||[Feb. 27th, 2006|12:41 pm]
Sorry that i didn't post anything in a few days. I really wasnt home for most of the weekend.
We went to the OLOTEAS 10 year anniversary on Saturday. It was very good for me to get away and have a chance to de-stress. We swam in a heated indoor pool. It allowed my nerves as well as my body to unwind. I think that I was able to release alot of the emotion from lastweek. The circle was totally beautiful. It made me understand that we have a long way to go as a coven. I would love to have us all be able to recite the rituals that we do from memory instead of having cheat sheets. I am hoping to take the rest of the coven to the next public rit that they do.. I want to show everyone that has not seen a well preformed rit what one looks like. I know that we have the ability to do this... we are just sooooo full of those that are new to the craft. I am totally scared that I do not have the ability to teach or lead them. I know that this is unfounded. If they did not have faith in me... they would not be here. I know that I am just venting.
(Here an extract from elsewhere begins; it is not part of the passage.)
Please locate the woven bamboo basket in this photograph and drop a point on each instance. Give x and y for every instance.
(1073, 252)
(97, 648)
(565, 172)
The day that I feel that I am worthy of leading this coven will be the day that I step down.
About my drop.... I was able to feel completely recovered after Saturday. I dont think that this would have been soooo bad if I had not bee dealing with all the emotional crap that was going on this last week.
Nick..... my poor son... He has been assulted again at school... BUT!!! This time there was an adult there!!! The school is calling the police and filing this as an assult. I will make sure that the charges are pushed to the legal limit that is possible. I am soooooooo Sick of Nick being the target for shit at school. He is home now. He needs me.